Sorry for the late reply. This is a good observation I did not notice. The problem is in the line 'cos_dist = self.L(x_normalized)'. I intend to use forward operation to perform matrix production between x_normalized and self.L.weight.data, but I forget that when self.L belongs to WeightNorm class, its forward operation performs on self.L.weight_g, and self.L.weight_v, not self.L.weight. Thus, the weight is not normalized, so the cos_dist is beyond the range [-1,1]. But it is approximately a scaled cos_dist. From my observation, self.L.weight_g.data (the norm of the weight vectors) does not have a large difference among classes. Take my baseline++ model trained on miniImagenet with Conv4 backbone as the example, the self.L.weight_g.data for the first 64 classes (i.e. the class with training data) is between 20~35. So it is roughly the cos_dist scaled around 27. I would mark this issue in my codes, thanks for finding this problem!

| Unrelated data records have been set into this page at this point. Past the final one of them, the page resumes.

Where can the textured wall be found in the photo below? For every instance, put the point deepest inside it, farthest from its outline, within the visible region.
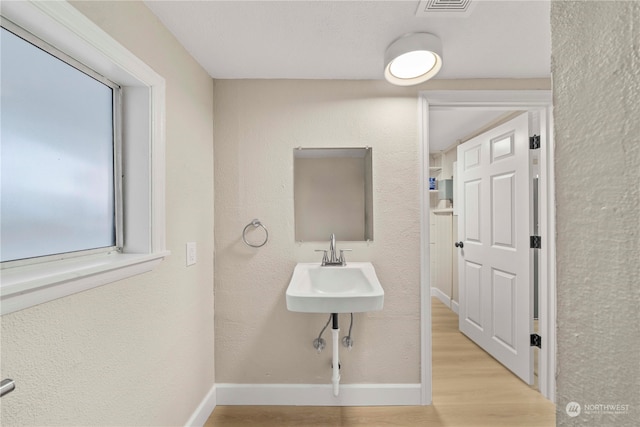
(596, 82)
(140, 351)
(257, 126)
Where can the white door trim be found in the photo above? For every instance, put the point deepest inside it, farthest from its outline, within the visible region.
(540, 100)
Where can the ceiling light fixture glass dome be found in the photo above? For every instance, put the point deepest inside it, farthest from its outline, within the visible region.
(412, 59)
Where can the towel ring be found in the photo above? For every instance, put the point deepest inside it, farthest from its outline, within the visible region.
(256, 223)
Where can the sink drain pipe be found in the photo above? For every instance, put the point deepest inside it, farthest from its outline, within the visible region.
(335, 331)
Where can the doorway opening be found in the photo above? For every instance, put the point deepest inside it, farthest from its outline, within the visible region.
(465, 115)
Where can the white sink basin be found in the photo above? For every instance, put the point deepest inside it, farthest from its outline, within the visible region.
(351, 288)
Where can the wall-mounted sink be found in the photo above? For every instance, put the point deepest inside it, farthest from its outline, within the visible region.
(351, 288)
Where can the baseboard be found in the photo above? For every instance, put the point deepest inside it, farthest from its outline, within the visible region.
(319, 394)
(454, 307)
(435, 292)
(204, 409)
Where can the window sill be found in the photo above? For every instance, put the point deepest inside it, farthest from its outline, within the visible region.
(26, 286)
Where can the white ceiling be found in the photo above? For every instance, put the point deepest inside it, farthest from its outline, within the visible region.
(346, 40)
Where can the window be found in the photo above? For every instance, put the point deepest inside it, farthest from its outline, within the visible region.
(58, 143)
(141, 238)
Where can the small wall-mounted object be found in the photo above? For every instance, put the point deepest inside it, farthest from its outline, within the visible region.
(445, 189)
(432, 183)
(7, 386)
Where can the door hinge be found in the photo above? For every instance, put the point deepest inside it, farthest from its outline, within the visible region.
(534, 142)
(535, 242)
(535, 340)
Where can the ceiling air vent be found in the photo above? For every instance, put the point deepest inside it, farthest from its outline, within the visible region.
(444, 8)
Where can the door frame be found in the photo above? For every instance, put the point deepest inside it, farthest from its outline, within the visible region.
(530, 100)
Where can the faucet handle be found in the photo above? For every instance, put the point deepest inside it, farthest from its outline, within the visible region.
(341, 259)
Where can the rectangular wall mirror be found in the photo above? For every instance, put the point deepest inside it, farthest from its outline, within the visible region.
(333, 193)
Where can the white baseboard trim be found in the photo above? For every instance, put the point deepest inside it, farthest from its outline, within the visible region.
(435, 292)
(204, 409)
(319, 394)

hi, if weight_normed Linear function only uses g and v in the forward pass, what self.L.weight is used for? is it updated ? can it be delected directly?

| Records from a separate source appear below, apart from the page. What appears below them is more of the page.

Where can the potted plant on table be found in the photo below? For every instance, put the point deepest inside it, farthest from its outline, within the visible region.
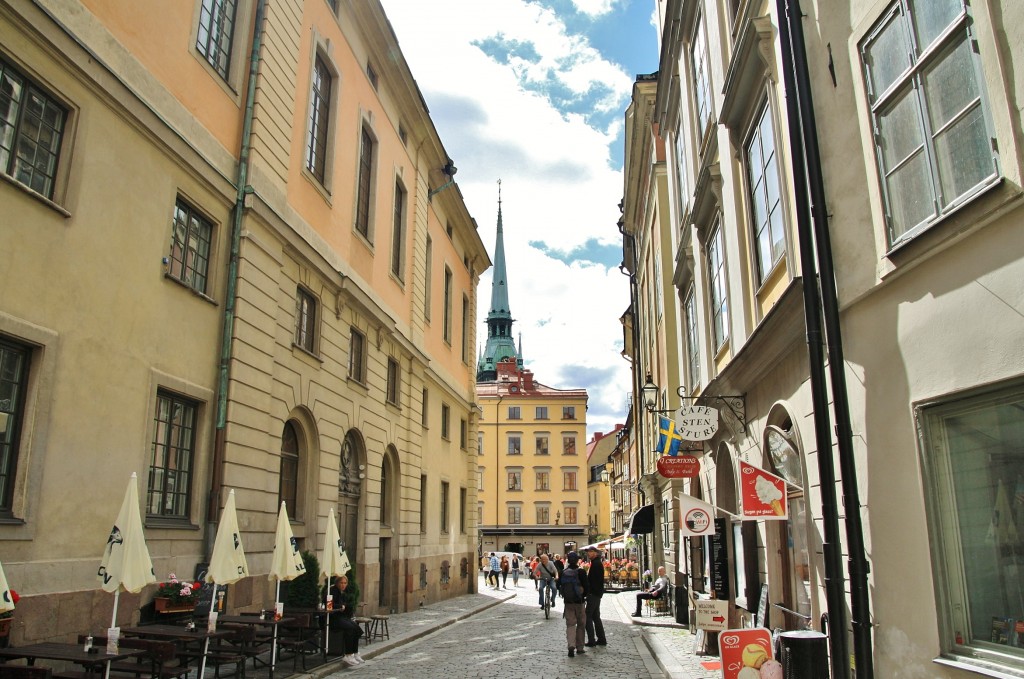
(176, 596)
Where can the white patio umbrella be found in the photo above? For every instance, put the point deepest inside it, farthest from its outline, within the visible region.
(6, 602)
(227, 563)
(126, 562)
(334, 561)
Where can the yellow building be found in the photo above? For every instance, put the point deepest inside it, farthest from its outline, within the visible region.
(237, 261)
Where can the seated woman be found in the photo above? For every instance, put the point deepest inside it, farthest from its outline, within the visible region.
(345, 597)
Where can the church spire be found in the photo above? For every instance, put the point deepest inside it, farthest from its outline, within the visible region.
(500, 345)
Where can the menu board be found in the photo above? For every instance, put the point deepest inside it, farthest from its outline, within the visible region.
(720, 559)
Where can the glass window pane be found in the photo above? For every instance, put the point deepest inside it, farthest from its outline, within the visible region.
(931, 17)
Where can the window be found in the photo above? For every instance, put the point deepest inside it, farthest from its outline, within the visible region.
(427, 277)
(423, 503)
(716, 274)
(929, 109)
(32, 125)
(305, 320)
(288, 482)
(398, 232)
(172, 456)
(216, 26)
(357, 356)
(393, 379)
(692, 346)
(320, 117)
(766, 206)
(14, 362)
(701, 79)
(365, 188)
(973, 451)
(446, 329)
(465, 329)
(444, 506)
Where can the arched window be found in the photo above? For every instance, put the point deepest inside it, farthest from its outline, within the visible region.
(289, 478)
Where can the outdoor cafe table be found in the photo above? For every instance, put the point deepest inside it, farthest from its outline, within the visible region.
(178, 635)
(69, 652)
(257, 621)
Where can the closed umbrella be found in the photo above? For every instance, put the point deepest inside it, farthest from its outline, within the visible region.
(126, 562)
(334, 561)
(227, 563)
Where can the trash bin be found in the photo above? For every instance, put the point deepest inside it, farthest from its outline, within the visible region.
(804, 654)
(682, 605)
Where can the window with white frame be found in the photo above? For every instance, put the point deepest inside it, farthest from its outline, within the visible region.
(934, 145)
(766, 203)
(973, 457)
(716, 285)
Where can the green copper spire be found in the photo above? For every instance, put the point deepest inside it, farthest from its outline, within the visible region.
(500, 345)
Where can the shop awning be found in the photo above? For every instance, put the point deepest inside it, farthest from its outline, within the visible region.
(642, 520)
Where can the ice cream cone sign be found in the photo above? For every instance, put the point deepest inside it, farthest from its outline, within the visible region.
(763, 494)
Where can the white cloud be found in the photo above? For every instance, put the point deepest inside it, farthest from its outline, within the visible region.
(523, 122)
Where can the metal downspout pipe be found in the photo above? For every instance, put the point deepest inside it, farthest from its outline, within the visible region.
(835, 596)
(227, 335)
(858, 566)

Yes, with WeightNorm, self.L.weight would not be used. I have marked the code more clearly, thanks!
For efficient update. Weight normalization reparameterizes the gradient into direction and length. And for baseline++, only the direction of weight is important. Thus, by weight normalization, we could directly update the direction of weights. Without weight normalization, the result of 5-shot accuracy of baseline++ in mini-Imagenet with ResNet10 backbone would be as low as ~60%. With weight normalization, it would be ~76%. For detailed information in weight normalization, see this paper.

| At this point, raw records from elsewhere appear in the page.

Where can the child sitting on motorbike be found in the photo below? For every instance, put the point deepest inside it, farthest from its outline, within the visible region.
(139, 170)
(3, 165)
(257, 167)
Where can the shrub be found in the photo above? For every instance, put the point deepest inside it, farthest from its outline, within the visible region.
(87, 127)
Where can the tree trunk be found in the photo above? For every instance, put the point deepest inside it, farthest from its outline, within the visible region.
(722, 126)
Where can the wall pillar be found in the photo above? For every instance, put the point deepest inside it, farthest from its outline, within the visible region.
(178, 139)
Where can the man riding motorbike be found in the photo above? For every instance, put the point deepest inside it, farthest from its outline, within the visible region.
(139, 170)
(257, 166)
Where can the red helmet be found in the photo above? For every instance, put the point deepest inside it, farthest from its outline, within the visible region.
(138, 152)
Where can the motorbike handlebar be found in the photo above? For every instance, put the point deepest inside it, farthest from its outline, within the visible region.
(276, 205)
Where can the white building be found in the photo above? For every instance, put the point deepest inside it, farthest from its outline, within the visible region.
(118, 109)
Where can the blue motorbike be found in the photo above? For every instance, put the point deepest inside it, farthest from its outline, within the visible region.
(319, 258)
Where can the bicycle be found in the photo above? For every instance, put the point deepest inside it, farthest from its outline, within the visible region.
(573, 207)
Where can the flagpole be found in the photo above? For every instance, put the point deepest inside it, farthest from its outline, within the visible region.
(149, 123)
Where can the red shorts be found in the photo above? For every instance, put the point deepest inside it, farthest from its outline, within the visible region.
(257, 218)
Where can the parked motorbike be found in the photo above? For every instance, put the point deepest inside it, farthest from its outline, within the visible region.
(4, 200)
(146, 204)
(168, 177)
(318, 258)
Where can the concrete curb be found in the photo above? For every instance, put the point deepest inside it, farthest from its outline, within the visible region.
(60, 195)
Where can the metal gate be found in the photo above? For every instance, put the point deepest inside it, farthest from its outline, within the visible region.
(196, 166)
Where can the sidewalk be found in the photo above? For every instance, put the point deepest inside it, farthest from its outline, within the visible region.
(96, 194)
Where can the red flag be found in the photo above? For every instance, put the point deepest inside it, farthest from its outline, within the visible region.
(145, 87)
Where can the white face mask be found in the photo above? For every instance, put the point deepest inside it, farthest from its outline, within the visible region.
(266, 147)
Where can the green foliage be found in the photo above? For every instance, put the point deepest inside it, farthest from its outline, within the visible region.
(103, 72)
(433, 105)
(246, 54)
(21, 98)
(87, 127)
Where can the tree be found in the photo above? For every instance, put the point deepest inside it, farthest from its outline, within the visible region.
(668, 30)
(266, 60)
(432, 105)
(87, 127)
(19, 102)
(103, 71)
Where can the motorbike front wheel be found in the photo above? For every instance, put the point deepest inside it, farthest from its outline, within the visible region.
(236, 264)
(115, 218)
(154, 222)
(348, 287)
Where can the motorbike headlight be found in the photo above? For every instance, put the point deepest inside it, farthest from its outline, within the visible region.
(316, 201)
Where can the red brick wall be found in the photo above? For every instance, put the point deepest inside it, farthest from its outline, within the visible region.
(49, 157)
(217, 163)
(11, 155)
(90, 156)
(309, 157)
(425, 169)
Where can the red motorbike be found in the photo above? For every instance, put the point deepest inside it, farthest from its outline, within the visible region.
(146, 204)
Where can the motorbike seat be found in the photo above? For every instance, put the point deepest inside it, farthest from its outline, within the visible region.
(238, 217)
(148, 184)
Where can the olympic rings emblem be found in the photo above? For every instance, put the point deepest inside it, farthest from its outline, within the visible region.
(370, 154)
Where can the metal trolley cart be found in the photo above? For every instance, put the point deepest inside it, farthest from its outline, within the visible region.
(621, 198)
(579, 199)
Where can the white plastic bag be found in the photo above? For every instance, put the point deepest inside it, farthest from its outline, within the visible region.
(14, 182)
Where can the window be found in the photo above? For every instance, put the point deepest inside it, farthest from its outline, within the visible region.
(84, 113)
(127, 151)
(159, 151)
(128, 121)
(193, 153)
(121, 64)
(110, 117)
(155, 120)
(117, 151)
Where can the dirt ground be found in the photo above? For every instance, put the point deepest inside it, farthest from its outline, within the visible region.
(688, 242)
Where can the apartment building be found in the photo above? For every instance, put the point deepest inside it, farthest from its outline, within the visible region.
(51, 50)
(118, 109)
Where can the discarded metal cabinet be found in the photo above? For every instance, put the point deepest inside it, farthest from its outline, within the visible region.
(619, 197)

but after the weight_normalization,the caculated 'cos_dist' after nn.Linear in class distLinear is larger than 1.0 or less than -1.0,which makes me feel confused.
Without weight normalization, the result of 5-shot accuracy of baseline++ in mini-Imagenet with ResNet10 backbone would be as low as ~60%. But in the paper,the baseline is about 75%. I have some questions about that.
Yes, as discussed above, the number reported on the paper is actually with weight normalization. However, you can follow the parameter in issue #12 to have 75% accuracy without weight normalization. Thanks!
@KaleidoZhouYN
scale_factor
doesn't really matter in my experiments (I've tried 30~60 after having read your suggestion), where I have a large number of classes. If your loss function is cross entropy, then the scaled score should get "normalized" again through a softmax function in cross entropy. However, my backbone is a resnet101, the deeper the backbone is, the less sensitive those "factors" are in my experiments
@nicolefinnie I think the reason for that is that "WeightNorm" is applied in the latest code, so the class-wise learnable norms can actually play the role of "factors".